Burhanettin Onat diye bir caddenin eskiden olmadığını, Antalya'nın şimdi en önemli bağlantı noktalarından olan bu caddenin 1957 planı sonrasında açıldığını, caddenin geçtiği yerde, eski haritada bir medresenin gösterildiğini, şimdi ise medresenin olmadığını söylememe gerek yok... haritaya bakıldığında anlaşılıyor her şey zaten...

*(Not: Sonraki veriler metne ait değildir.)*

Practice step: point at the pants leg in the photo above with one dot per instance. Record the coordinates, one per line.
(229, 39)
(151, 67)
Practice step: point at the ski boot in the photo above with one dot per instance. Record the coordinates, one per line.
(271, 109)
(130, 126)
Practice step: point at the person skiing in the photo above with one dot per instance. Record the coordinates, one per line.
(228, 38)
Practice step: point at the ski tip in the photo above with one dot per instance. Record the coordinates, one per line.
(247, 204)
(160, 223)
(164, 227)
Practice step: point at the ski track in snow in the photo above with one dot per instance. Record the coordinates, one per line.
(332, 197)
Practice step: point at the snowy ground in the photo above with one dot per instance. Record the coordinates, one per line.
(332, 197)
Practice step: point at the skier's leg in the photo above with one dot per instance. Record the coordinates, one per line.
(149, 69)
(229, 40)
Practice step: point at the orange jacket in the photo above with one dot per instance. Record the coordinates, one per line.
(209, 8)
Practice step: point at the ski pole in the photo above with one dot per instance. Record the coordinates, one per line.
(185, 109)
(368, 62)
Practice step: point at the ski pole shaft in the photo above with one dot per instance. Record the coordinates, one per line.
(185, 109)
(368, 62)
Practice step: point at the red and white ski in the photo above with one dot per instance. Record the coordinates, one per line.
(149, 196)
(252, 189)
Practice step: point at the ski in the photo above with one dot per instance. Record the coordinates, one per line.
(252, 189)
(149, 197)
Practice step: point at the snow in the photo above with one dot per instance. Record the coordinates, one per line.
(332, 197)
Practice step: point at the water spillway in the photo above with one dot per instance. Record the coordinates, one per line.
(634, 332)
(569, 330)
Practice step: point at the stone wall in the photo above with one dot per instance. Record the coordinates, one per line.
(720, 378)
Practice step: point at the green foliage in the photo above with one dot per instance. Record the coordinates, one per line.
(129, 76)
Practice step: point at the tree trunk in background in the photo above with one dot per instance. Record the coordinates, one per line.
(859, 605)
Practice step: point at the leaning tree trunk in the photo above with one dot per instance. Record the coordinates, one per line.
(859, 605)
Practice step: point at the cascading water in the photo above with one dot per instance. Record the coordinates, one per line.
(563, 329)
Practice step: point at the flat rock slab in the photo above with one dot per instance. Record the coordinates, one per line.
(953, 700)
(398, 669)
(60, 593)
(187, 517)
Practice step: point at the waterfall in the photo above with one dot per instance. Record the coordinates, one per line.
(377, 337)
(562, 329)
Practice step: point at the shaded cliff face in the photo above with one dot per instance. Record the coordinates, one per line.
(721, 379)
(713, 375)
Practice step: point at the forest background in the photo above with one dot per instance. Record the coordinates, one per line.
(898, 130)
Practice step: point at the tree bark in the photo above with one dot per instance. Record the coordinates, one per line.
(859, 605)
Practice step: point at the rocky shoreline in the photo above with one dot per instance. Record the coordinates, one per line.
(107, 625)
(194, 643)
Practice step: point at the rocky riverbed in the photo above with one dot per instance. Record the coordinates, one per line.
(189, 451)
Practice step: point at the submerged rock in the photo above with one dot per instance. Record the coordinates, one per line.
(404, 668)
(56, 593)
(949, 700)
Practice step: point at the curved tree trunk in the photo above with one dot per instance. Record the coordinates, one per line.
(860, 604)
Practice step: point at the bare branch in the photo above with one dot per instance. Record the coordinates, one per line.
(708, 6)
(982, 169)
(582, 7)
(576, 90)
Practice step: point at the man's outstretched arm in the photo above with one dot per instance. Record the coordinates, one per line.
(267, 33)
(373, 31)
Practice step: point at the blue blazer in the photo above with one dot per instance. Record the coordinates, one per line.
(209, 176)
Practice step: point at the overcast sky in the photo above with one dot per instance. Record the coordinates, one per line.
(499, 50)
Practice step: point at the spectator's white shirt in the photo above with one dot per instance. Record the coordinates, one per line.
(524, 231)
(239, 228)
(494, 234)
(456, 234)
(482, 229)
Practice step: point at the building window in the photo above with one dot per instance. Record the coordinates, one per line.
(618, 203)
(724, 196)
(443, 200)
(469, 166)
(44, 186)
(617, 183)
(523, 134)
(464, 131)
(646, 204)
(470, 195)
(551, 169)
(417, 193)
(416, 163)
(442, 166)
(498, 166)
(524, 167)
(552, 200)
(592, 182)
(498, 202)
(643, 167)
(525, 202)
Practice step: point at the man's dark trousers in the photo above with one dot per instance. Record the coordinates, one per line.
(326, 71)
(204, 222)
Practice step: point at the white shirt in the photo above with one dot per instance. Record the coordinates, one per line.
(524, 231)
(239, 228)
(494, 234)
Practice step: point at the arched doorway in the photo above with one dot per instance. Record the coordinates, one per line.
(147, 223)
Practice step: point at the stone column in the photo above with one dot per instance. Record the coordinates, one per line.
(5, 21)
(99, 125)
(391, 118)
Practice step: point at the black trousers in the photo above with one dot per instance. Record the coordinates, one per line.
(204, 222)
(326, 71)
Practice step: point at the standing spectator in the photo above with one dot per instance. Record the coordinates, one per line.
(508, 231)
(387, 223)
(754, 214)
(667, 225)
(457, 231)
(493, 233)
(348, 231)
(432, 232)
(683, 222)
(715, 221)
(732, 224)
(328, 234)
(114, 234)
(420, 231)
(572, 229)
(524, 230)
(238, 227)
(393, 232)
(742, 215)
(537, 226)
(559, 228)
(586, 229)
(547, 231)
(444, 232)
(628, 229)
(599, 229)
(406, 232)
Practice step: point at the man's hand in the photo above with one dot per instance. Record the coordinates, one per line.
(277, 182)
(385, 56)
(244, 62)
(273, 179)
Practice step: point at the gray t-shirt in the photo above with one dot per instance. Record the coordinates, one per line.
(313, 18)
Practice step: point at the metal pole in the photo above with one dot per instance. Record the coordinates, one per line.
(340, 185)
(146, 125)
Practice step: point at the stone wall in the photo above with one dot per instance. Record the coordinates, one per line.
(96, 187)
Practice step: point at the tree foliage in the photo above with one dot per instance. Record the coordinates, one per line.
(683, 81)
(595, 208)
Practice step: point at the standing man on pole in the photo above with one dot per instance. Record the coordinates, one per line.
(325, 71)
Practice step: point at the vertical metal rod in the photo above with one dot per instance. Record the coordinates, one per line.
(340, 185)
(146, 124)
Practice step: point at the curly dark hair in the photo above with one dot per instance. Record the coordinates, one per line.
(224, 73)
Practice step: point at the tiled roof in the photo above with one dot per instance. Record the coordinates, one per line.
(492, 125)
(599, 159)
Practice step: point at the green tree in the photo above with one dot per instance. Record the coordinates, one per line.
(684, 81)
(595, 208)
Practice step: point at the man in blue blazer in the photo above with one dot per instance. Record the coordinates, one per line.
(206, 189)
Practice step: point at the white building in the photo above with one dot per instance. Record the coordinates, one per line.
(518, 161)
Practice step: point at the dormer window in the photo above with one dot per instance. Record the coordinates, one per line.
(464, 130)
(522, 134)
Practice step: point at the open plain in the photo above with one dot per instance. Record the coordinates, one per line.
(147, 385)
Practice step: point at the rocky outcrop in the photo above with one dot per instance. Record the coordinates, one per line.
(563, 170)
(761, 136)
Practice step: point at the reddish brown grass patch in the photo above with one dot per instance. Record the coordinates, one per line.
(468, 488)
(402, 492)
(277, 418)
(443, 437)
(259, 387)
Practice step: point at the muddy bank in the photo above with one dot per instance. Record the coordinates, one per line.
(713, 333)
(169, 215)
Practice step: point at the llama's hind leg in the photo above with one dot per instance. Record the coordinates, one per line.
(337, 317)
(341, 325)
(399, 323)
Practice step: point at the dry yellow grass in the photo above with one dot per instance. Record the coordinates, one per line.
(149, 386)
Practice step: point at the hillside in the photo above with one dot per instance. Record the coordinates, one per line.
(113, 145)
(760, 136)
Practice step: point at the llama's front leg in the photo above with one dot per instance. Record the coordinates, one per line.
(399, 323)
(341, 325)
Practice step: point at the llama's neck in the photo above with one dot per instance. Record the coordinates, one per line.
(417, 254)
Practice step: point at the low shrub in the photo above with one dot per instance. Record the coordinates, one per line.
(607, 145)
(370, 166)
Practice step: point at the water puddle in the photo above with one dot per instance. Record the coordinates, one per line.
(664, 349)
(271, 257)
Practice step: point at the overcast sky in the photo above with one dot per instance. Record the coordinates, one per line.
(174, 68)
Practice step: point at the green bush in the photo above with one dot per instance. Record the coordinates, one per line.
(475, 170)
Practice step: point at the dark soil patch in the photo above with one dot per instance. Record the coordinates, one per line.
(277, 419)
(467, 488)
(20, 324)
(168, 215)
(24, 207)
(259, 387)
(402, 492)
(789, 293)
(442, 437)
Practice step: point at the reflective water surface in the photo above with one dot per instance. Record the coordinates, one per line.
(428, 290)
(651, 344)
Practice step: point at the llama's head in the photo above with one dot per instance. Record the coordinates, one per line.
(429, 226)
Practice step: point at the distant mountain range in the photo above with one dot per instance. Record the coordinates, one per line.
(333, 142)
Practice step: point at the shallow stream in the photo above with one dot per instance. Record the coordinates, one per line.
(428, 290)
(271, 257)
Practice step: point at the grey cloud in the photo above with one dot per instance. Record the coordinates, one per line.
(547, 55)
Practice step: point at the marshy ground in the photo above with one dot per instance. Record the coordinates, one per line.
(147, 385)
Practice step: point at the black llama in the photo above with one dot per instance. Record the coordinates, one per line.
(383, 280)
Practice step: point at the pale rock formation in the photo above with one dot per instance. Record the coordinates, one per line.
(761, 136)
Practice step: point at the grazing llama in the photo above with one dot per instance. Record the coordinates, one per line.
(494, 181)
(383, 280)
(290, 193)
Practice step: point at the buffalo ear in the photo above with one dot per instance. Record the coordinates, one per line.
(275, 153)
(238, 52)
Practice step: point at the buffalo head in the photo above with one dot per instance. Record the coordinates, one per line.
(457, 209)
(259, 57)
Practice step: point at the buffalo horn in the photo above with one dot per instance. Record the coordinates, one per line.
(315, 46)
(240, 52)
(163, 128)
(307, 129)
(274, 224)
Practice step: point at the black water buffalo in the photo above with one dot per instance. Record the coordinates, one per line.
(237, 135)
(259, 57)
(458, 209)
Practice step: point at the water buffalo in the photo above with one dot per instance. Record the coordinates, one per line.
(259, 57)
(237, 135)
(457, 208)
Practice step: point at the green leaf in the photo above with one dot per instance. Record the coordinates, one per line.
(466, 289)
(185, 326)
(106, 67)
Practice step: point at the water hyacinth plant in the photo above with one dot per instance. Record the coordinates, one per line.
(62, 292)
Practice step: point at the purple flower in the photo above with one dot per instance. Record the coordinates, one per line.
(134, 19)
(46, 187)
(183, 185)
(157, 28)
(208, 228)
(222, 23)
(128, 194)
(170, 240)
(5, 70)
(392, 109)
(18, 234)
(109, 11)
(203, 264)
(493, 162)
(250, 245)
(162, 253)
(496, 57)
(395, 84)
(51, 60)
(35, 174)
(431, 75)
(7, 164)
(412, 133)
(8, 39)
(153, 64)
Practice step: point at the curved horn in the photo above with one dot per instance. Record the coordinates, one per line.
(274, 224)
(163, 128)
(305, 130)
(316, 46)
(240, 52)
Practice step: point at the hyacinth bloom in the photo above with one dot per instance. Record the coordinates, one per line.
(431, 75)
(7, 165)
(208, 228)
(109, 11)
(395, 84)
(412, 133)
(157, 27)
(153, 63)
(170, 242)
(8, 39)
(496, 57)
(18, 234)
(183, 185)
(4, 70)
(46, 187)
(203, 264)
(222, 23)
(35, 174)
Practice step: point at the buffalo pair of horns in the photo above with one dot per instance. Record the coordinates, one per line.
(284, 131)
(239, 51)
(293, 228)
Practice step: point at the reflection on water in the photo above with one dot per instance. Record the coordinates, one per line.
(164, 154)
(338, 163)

Ben Şeyh Sinan ile Demirci Kara Camilerini birbirine benzetiyorum ve sürekli karıştırıyorum:)) Demirci Kara Caminin bahçesinde geniş bir mezarlık var... Bir de altında Demirci Kara Ali'nin yattığına inanılan zeytin ağacı..



                    
                   
                                        
Camiden sonra "Selanik 1924 Mübadilleri Derneği"nin olduğu "Selanikli Yusuf Torbalı" apartmanının önüne geri dönüyorum... 

Apartmanın çaprazındaki "İstiklal ilk ve orta okulu"nun, Pehlivanidis'in bahsettiği güzel bahçeli Türk okulu  olduğunu Scarpa haritalarına bakana kadar hiç tahmin etmemiştim... 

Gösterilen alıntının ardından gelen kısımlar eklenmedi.